Ryan: Terrific. So you spent, you said several months working on this with the team. You have immersed yourself in the stories and the literature about it. If I can ask this and if it’s fair, how do you feel now? Like, what is your level of optimism versus pessimism or kind of what is your attitude about AI today, at least. It’s, August 10th 2023. I won’t pin you down forever.
Summer: That’s good. Yes.
Ryan: Kind of where do you sit on how you’re feeling about all of this?
Summer: I mean, as I said, we didn’t want this to be all about sort of it’s the end of humanity as we know it or anything like that. You know, we wanted to take a measured approach and recognize that these are creative tools that they could support the work writers and artists that they could, you know, be useful to journalists, that they have the potential to also counter some of the problems that we’re concerned about. You know, they could be developed to address online abuse and censorship. But also I am pretty concerned. (laughs).
I think there is obviously, you know, if these all put in the hands of well-intentioned people with human rights at the center of everything they’re doing, that would probably be okay, but we know that they will be weaponized and wielded by authoritarian states, by, you know, bad actors who are trying to shut down other people’s speech and voices. And, you know, I really am concerned about, you know, the ability to kind of manipulate our public discourse to undermine, as I said, civic trust and really the value of speech and the written word.
And so, you know, I think that, we wrote our first report on disinformation in 2017, and we kind of said all these things in there that sound, you know, we said we’re sort of far-fetched sounding risk at the time. And now they’re all obviously exactly what has happened, right, reduced trust in the news media, reduced trust in institutions, challenges to our political system. And, you know, I see sort of the same set of risks here and how they could be amplified. And so I, I do worry about sort of the, the difficulty in sort of having certainty about authenticity in communications and how we talk to one another as humans too.

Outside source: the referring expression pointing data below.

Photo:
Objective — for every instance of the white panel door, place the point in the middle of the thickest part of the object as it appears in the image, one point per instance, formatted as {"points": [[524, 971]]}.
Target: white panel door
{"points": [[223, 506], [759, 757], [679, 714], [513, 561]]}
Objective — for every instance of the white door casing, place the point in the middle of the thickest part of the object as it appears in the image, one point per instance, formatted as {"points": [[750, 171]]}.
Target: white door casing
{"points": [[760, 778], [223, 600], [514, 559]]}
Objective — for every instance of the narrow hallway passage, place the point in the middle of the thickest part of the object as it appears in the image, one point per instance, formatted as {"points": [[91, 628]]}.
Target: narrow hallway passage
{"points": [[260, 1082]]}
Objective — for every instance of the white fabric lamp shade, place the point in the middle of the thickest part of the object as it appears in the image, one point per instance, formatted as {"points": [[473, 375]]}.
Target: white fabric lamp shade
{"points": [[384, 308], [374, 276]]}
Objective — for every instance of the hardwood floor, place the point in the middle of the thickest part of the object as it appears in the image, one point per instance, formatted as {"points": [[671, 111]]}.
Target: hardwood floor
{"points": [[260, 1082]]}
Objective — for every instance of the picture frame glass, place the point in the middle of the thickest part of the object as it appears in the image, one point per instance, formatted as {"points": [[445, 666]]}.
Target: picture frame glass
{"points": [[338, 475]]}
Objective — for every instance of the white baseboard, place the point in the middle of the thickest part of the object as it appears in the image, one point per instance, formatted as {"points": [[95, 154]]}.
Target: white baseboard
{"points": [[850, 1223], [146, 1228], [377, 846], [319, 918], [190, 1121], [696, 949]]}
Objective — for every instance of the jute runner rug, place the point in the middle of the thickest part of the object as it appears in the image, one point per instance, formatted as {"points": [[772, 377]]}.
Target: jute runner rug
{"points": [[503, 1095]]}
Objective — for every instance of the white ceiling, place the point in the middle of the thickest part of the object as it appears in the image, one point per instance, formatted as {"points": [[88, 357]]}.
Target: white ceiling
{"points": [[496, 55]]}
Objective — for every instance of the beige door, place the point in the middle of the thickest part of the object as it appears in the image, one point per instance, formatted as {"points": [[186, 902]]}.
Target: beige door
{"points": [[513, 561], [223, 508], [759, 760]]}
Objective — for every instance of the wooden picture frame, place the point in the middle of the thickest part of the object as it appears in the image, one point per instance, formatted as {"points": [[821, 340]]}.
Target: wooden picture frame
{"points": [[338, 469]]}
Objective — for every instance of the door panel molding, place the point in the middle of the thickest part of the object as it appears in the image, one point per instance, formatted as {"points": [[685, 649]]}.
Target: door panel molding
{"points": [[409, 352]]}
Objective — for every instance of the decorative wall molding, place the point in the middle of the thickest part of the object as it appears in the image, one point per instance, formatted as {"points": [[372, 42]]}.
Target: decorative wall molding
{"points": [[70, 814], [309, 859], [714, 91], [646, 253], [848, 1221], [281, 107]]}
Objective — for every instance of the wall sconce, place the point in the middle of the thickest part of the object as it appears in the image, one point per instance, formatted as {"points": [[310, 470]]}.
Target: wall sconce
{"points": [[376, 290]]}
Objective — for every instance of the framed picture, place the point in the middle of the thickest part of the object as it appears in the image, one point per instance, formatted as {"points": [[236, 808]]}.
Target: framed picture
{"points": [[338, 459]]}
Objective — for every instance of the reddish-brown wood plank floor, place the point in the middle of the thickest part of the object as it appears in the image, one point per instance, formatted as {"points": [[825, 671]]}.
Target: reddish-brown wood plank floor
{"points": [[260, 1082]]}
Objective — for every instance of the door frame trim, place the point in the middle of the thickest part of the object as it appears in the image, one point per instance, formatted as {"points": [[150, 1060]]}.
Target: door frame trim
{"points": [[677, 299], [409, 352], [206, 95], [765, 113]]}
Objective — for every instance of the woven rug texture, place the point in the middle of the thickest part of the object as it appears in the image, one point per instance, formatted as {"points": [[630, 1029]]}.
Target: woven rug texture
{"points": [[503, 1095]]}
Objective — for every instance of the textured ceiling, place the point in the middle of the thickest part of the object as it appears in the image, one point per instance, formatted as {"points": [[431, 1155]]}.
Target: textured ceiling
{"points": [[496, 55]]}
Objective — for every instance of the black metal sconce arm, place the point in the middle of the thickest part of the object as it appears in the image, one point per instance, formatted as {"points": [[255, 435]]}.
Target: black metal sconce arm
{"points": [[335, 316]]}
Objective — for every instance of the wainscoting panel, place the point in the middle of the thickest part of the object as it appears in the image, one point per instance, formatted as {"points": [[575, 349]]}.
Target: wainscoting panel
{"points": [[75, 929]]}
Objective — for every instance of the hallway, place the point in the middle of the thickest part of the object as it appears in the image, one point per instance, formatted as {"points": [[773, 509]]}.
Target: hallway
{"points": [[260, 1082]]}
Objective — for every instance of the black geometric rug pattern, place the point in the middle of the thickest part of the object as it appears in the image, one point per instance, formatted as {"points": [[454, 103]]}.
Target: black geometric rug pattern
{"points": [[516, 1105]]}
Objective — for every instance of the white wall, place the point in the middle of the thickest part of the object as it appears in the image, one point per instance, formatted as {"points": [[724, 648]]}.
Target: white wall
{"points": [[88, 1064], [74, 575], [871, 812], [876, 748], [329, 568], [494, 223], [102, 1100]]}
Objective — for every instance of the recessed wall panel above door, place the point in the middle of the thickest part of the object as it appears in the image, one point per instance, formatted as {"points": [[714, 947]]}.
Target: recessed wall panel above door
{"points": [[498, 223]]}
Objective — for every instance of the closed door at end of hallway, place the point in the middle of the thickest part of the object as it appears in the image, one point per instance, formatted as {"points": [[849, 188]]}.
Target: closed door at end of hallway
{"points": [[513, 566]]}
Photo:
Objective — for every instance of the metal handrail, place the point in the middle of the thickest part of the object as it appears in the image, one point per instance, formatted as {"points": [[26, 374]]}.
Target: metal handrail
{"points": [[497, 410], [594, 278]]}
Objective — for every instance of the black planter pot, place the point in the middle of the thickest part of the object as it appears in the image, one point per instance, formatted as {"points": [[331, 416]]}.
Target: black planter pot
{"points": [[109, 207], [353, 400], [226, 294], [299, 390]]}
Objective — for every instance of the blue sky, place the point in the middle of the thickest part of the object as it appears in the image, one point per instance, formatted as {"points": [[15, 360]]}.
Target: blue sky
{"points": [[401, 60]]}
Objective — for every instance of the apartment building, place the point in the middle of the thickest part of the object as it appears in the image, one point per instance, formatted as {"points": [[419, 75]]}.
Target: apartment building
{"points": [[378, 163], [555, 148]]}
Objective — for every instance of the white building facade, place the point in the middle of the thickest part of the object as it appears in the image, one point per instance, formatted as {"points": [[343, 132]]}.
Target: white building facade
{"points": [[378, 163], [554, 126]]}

And so, you know, I think there’s sort of some intangible concerns here that, again, we don’t know exactly how they will play out, but I think, you know, I think we have to be really thoughtful about how we respond and how we preserve the value of language and word and the sort of spark of human creativity that, you know, I don’t think these machines can replicate. I’m sure they can churn out endless stories or texts, but I don’t think there’s anything that’s going to quite replace the, you know, sort of creative genius that’s possible in a lot of, of, literature and and art that we enjoy today. So I think preserving that, that space is gonna be really essential.
Ryan: Great. Well, thanks. So it sounds like a not total pessimism, but some pessimism.
Summer: Definitely some pessimism. (laughs).
Ryan: Yeah. Yeah. Depends on what day you ask me. I that’s sometimes my attitude as well.
Summer: So I always say you have to work in human rights, you kind of have to be an eternal optimist anyway. So I think that that, you know, I I keep that in mind, and I do think there are, you know, there are things that that we can do to consider how we manage these tools and be responsible, but also, you know, not constricting ways.
Ryan: Well, thank you so much. I really enjoyed talking with you and thank you for the report, and all the work that you’re doing and keep it up.
Summer: Thank you so much, Ryan. Thank you for having me.